Araçların birinden güçlükle yürüyen bir genci çıkardılar. Adımlarını doğru dürüst atamıyor ve yorgunluktan bitkin olduğu anlaşılıyordu. Silahlı adamlardan biri gür ve emredici bir sesle kaçıp kurtulmasını istedi. Yorgun ve bitkin genç başına geleceklerden habersiz, gücünü toplamaya başlayarak kaçmaya başladı. Adımları zayıftı. Ve belli ki ayakları isteğine çok da uymuyordu. Daha birkaç adım atmıştı ki silahlı adamlar ardından ateş etmeye başladılar ve onu sırtından vurdular. Olduğu yere öylece yığılıp kaldı.
Sonra ikinci araçtan ötekini çıkardılar. O başına gelecekleri biliyordu. Önce yalvaran bir ses tonuyla anlaşılmaz bir şeyler söylemeye çalıştı, sonra da can havliyle ne yaptığını bilmez bir halde kaçmaya başladı.

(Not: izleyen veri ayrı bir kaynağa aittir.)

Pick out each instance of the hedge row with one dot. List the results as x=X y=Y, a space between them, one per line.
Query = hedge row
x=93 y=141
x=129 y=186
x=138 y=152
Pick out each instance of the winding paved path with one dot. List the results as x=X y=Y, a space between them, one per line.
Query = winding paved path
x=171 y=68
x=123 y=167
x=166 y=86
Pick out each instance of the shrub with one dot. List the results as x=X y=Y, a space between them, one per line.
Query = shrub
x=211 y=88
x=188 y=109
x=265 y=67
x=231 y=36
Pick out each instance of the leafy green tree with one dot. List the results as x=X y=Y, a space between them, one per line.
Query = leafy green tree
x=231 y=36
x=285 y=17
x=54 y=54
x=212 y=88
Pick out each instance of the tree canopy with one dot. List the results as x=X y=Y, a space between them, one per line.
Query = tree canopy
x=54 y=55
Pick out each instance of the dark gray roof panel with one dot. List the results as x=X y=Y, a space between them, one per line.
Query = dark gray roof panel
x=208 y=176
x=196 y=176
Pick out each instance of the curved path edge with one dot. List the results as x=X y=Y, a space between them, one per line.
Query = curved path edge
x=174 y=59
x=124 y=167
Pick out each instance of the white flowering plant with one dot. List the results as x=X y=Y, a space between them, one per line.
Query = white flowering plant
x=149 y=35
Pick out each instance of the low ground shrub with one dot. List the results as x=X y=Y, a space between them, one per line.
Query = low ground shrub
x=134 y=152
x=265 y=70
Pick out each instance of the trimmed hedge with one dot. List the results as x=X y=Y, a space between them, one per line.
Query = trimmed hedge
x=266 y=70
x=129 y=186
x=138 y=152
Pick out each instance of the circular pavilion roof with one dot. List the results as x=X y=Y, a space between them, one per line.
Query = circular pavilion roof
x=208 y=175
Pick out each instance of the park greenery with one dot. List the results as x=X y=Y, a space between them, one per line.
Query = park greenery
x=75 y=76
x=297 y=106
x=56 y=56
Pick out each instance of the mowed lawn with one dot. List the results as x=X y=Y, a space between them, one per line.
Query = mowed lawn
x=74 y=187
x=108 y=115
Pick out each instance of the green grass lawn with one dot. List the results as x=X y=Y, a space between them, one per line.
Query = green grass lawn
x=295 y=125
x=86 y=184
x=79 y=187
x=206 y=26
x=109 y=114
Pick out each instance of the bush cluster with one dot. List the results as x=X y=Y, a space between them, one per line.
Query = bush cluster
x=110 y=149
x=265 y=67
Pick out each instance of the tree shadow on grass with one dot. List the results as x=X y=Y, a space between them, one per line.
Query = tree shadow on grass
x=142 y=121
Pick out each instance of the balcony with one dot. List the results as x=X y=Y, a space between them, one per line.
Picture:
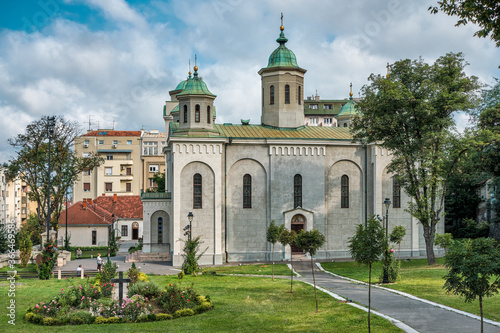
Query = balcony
x=155 y=195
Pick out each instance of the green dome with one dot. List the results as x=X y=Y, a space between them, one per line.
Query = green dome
x=349 y=109
x=195 y=86
x=282 y=56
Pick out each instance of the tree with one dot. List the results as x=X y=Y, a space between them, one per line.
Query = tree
x=366 y=247
x=473 y=270
x=273 y=235
x=25 y=248
x=444 y=241
x=159 y=180
x=310 y=242
x=410 y=113
x=484 y=13
x=31 y=164
x=287 y=237
x=396 y=236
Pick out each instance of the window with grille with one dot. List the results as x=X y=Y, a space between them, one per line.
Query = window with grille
x=344 y=192
x=197 y=191
x=297 y=191
x=247 y=191
x=396 y=193
x=124 y=230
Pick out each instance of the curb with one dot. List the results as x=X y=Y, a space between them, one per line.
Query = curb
x=467 y=314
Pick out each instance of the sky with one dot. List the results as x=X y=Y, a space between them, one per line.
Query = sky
x=110 y=64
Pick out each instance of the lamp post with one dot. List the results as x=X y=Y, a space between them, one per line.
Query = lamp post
x=387 y=203
x=51 y=123
x=188 y=228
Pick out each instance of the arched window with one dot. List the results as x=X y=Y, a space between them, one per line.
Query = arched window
x=396 y=193
x=197 y=113
x=247 y=191
x=344 y=192
x=197 y=191
x=297 y=191
x=160 y=230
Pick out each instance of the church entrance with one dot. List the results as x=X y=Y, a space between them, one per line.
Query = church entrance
x=135 y=230
x=298 y=224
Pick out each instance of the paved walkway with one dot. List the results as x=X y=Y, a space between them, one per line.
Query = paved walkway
x=420 y=315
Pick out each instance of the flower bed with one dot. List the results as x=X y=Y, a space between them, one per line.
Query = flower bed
x=90 y=303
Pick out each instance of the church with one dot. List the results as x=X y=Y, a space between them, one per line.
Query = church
x=234 y=179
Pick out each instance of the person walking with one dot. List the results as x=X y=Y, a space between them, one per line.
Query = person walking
x=99 y=262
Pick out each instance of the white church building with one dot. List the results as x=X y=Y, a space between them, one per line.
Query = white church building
x=236 y=179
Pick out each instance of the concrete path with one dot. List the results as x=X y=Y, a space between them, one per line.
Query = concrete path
x=421 y=315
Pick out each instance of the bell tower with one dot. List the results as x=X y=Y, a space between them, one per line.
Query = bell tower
x=282 y=88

Durup beklemeyle kaçmak arasında bir fark olmadığını anlamıştı. Beklese de vurulacaktı, kaçsa da. Kaçmayı denedi, ama ateş edip onu da vurdular. İlk vurulanla aralarında sadece birkaç metre mesafe vardı. Silahlarını geniş ve tokası büyük kemerlerinin arasına sokan infaz timinin elemanları geldikleri araçlara binip gecenin onları saklayan karanlığına karıştılar.

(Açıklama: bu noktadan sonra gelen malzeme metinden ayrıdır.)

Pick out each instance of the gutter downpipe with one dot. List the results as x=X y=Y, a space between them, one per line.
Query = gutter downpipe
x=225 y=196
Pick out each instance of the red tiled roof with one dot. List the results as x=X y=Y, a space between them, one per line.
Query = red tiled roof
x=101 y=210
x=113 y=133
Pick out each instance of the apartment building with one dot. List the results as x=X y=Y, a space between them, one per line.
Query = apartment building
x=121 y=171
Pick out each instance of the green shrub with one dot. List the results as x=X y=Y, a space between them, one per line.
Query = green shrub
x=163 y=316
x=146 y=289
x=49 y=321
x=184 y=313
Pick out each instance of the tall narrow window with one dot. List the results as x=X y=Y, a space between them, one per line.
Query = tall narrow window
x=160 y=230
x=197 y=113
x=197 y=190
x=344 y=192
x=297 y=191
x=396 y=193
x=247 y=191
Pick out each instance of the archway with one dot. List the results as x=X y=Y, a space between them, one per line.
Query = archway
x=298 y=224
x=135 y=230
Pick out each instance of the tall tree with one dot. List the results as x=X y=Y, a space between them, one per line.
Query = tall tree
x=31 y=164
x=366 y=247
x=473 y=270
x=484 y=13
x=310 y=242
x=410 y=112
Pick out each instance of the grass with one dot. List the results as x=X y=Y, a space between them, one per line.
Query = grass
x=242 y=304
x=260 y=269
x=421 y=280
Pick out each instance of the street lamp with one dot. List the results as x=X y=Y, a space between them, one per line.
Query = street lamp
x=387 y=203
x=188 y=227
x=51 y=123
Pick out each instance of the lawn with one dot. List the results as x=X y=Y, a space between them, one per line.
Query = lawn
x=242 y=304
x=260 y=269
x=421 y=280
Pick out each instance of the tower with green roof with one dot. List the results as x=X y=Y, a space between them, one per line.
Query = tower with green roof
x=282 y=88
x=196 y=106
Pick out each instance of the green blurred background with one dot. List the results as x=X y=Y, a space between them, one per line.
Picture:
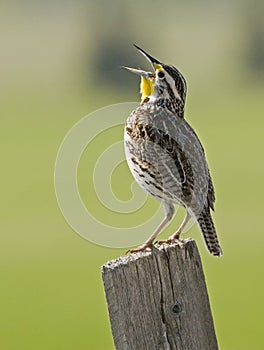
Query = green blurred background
x=59 y=61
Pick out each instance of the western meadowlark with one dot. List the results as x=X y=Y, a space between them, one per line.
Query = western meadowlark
x=165 y=155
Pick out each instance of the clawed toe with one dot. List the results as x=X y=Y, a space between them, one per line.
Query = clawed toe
x=141 y=248
x=171 y=240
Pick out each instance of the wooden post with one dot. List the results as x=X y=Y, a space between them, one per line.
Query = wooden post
x=158 y=300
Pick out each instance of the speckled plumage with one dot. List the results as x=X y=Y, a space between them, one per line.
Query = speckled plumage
x=166 y=157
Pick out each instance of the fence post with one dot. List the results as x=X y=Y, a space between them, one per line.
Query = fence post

Binaların pencerelerindeki perdeler hızla çekildi. Koşuyolu’na sanki hiçbir yerden ışık sızmaz olmuştu ve gökyüzündeki yıldızlardan yayılan belli belirsiz ışıltılar ortalığı aydınlatmaya yetmiyordu.

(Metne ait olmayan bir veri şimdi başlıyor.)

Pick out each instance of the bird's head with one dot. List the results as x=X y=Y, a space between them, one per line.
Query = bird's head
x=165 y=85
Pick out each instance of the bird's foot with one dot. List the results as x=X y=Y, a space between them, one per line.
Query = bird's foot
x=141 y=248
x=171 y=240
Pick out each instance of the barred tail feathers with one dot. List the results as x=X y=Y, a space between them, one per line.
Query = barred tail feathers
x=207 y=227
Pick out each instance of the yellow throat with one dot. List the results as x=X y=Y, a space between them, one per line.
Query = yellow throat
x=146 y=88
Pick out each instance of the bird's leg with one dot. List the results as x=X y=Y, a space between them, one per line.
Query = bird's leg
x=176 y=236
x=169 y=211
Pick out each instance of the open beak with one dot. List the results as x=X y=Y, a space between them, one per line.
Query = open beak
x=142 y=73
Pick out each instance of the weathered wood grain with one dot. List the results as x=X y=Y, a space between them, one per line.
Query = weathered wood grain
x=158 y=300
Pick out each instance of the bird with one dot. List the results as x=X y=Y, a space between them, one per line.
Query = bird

Az önce Koşuyolu’na sağ gelen iki insan, iki faili meçhul ölüydü şimdi.
Mehdi Zana olay tarihinde Diyarbakır belediye başkanıydı. O gecenin sabahında başbakan Süleyman Demirel’i aradı. Görüşme talebinde bulundu, talebi kabul edildi. Zana ertesi gün ilk uçakla Ankara’ya gidip olayı Başbakan Demirel’e anlattı ve bu infazların devam etmesi halinde bölgede vahim sonuçlar yaratacağını ifade etti. Demirel Zana’yı endişeyle dinledikten sonra:
“ Merak etme Mehdi, ben bu olayı soruşturacağım” dedi.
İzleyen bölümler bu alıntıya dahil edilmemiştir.